Él elevó su sombrero de copa durante unos segundos. Su pelo rubio rojizo parecía indómito sobre su testa. Lo llevaba peinado hacia atrás, largo hasta cubrir la nuca, donde se le rizaba.

—Stockbury, Patrick Stockbury —acabó la frase de ella al tiempo que inclinaba su torso en una leve reverencia y alargaba su mano a la espera de que Bel depositara allí la suya.

—Señorita Bel Morris —se presentó ella mientras alargaba su brazo y posaba la yema de sus dedos enguantados en los de él, gesto que completó Patrick profundizando su venia.

La joven tenía la facultad de sobreponerse a cualquier circunstancia, para ello estaba entrenada, así que le fue fácil ocultar la impresión que le había producido el señor Stockbury.

Patrick se colocó a su lado e hizo un gesto con su mano, conminándola a comenzar el paseo. Bel realizó un balanceo con la sombrilla cerrada que portaba en una de sus manos, posó la punta en el suelo y comenzó a andar al tiempo que inclinaba su cabeza y le ofrecía una agradable sonrisa. Llevaba un juvenil traje de paseo de lunares rosas sobre fondo celeste con unos volantes de rayas de los mismos colores en la falda y en la sobrefalda de la polonesa.

—Por las pocas palabras que le he oído, no parece usted escocesa. Es más, yo añadiría que su lengua materna no es la inglesa.

Eso sí que sorprendió a Bel; hacía años que nadie detectaba que su origen no era inglés.

—Ya que es tan perspicaz —replicó con tono de burla—, ¿cuál sería mi idioma de nacimiento, según usted?

—Yo diría que francés. ¡No! Pido disculpas. Lo afirmo. Usted es francesa.

Bel no movió un solo músculo de su rostro, mantuvo su leve sonrisa en los labios. Se tenía muy bien aprendido lo que debía contestar en el supuesto de que alguien la interrogase sobre esa cuestión.

—Es cierto, nací en Francia de padres ingleses. Viví allí un breve periodo de tiempo y me vanaglorio de que nadie detecte mi acento galo.

—Nadie ya no. Lo siento, señorita Morris, pero acabo de robarle ese privilegio. —Se rio Patrick.

—Contaba con el inestimable silencio suyo.

Patrick centró sus ojos en los de ella y una mirada pícara se reflejó en estos.

—Eso merecería una recompensa. Un pequeño pago por mi inestimable silencio.

—Oh, creí que era un caballero.

—Esa condición no me convierte en un pazguato. Sé aprovechar las oportunidades que me ofrece la vida, y sacarle provecho a su petición me atrae enormemente.

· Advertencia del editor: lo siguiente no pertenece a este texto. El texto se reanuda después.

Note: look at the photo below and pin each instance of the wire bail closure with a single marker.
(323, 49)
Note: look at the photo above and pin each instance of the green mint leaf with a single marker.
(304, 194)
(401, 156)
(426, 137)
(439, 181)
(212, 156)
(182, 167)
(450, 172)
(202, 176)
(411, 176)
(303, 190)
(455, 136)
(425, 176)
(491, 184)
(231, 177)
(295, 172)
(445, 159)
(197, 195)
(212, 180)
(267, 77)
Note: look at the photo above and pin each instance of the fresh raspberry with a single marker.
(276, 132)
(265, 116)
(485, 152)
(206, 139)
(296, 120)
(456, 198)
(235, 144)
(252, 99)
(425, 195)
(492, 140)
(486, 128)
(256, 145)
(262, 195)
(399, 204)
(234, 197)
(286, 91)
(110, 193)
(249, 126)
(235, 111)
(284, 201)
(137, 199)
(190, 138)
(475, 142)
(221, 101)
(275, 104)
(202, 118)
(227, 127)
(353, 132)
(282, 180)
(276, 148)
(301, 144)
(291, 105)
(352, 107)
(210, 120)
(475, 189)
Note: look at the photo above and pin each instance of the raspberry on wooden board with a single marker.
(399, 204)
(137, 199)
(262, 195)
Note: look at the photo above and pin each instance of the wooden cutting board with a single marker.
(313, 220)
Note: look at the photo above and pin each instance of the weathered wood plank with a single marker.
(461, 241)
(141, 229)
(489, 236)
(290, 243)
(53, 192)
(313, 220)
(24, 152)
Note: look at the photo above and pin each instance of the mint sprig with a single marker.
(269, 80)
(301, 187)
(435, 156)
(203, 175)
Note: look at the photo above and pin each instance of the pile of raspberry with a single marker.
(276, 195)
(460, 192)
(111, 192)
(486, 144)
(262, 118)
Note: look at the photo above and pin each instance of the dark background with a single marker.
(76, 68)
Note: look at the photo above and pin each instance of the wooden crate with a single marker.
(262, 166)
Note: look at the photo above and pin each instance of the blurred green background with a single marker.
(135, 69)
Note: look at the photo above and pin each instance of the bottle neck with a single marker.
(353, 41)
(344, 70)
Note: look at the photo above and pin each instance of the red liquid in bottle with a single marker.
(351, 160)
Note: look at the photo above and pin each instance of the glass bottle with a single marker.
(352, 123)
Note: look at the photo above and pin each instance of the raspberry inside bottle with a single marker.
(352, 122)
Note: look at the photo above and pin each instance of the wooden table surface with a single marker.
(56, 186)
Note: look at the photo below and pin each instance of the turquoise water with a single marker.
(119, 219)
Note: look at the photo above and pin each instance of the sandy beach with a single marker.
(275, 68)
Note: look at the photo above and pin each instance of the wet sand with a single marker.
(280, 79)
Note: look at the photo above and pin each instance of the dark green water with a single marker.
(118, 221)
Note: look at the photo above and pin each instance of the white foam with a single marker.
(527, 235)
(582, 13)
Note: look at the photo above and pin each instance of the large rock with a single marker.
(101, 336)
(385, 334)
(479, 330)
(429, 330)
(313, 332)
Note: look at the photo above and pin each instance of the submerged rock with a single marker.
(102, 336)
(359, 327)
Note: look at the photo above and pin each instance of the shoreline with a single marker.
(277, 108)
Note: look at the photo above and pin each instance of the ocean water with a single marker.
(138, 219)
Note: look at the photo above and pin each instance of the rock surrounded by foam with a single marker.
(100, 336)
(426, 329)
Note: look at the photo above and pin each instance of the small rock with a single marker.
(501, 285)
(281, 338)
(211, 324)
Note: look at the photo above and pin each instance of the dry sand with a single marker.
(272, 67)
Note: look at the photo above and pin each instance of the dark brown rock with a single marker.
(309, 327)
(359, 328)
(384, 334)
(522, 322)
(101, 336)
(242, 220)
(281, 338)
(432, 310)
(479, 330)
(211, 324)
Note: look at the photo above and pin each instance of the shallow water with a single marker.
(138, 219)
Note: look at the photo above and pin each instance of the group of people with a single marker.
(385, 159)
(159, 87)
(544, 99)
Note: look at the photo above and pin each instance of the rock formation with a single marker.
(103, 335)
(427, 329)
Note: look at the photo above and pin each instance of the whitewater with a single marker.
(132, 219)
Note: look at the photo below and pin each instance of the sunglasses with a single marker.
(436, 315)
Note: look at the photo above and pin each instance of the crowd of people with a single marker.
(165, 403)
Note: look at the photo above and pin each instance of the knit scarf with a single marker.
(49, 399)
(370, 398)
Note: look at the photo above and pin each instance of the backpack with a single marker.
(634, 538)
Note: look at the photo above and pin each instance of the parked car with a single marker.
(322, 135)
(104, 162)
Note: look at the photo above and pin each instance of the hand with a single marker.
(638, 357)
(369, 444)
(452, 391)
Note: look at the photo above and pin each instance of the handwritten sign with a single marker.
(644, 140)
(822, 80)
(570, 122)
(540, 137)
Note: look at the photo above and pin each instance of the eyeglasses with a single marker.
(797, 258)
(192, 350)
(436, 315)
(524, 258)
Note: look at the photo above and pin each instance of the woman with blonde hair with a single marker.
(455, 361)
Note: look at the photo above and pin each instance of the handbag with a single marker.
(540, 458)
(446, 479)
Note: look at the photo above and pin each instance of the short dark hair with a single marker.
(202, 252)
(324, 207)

—Y... dígame, ¿cómo ha percibido mi acento francés? ¿Acaso conoce usted ese idioma?

—Así es, pero no es ese el motivo. En realidad, tengo un oído muy fino. Yo lo escucho todo.

Bel tuvo la certeza de que no le mentía.

—Qué casualidad —susurró la joven, con intención.

—¿Pretende ponerme a prueba?

La cantarina carcajada que soltó la joven hizo que algunas de las personas que merodeaban también por el muelle se volvieran a mirarlos. Contagiado, Patrick la acompañó con una risa fuerte, muy varonil.

—¡Pillada! —exclamó ella en cuanto pudo hablar.

—No me lo ha puesto muy complicado.

Su sonrisa se acentuó al ver el guiño con el que lo obsequiaba Bel con uno de sus gatunos ojos de color verde esmeralda.